Jokowi menjelaskan, salah satu upaya untuk bertahan di tengah ketidakpastian ekonomi global adalah dengan menjaga iklim industri dalam negeri. Atas alasan itulah pemerintah membangun 1.113 unit balai latihan kerja komunitas di berbagai pusat pendidikan agama sepanjang 2017-2019. Pada 2020, sebanyak 2.000 unit BLK komunitas akan dibangun.
Pembangunan BLK komunitas diharapkan mampu memenuhi kebutuhan industri dan memperluas peluang kerja. Tujuan akhirnya, kata Jokowi, agar konsumsi rumah tangga terjaga dan ekonomi nasional terus tumbuh.
Menteri Keuangan Sri Mulyani dalam kesempatan terpisah juga bersyukur karena perekonomian Indonesia mampu melewati berbagai tantangan dengan cukup baik. Menurut Sri, pelaku ekonomi Tanah Air dihadapkan pada berbagai momentum yang cukup berat dalam dua tahun terakhir, tak terkecuali pelaku pasar modal.
Sri pun mengapresiasi kerja keras yang telah dilakukan jajaran Bursa Efek Indonesia (BEI) dan seluruh pemangku kepentingan dalam mempertahankan posisi pasar modal Indonesia di pertumbuhan positif. Sri mengatakan, di tengah perlambatan ekonomi global sepanjang 2019, banyak bursa saham negara lain yang mencatatkan pertumbuhan negatif.

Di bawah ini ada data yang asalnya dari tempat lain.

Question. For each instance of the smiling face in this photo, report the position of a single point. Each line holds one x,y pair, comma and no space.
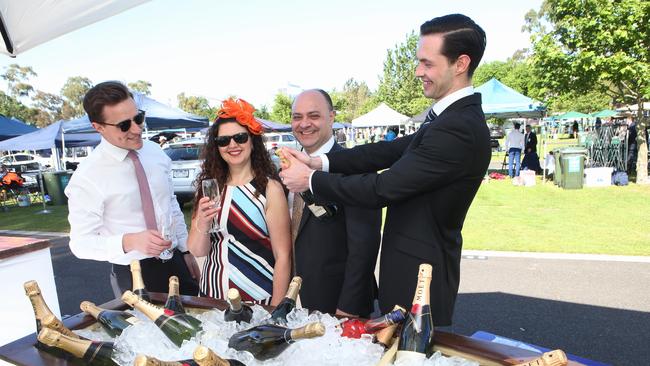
235,154
113,114
433,68
311,120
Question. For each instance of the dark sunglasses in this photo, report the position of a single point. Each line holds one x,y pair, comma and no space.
240,138
126,124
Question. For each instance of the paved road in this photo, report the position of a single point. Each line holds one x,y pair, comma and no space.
596,309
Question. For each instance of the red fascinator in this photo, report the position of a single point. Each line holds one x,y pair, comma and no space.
242,111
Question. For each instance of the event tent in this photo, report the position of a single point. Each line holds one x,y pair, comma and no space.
10,127
25,24
501,101
159,117
383,115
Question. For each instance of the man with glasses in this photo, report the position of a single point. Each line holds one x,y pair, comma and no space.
121,202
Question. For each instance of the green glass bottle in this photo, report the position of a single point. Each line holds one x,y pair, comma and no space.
177,327
174,302
237,311
113,321
92,353
268,340
279,314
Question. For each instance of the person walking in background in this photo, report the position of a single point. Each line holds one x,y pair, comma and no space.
335,256
251,251
121,195
514,146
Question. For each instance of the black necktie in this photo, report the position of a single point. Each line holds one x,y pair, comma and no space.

Salah satu indikator positif yang disebutkan Sri adalah pertumbuhan jumlah investor. Pada 2019, jumlahnya dapat mencapai 2,4 juta investor atau tumbuh 40 persen dibandingkan 2018. "Ini pencapaian yang sangat impresif," ujarnya dalam penutupan perdagangan BEI di gedung BEI, Jakarta, Senin (30/12).
Sri mengatakan, pertumbuhan positif bursa dapat tercapai seiring dengan langkah Bank Indonesia dan Otoritas Jasa Keuangan (OJK) membersihkan transaksi dan pelaku pasar yang dianggap tidak baik. Sebab, bagaimanapun juga, pasar modal hanya akan tumbuh positif apabila reputasi dan kredibilitas regulatornya juga baik.
Sri menambahkan, pemerintah bersama BI, OJK, dan BEI akan terus berupaya menjaga agar ekonomi Indonesia bisa terjaga secara suportif, konstruktif, dan produktif. Pembuat kebijakan dituntut lincah dalam merespons perubahan yang terjadi. "Namun, tetap menjaga daya tahan ekonomi domestik dari gejolak global," kata dia.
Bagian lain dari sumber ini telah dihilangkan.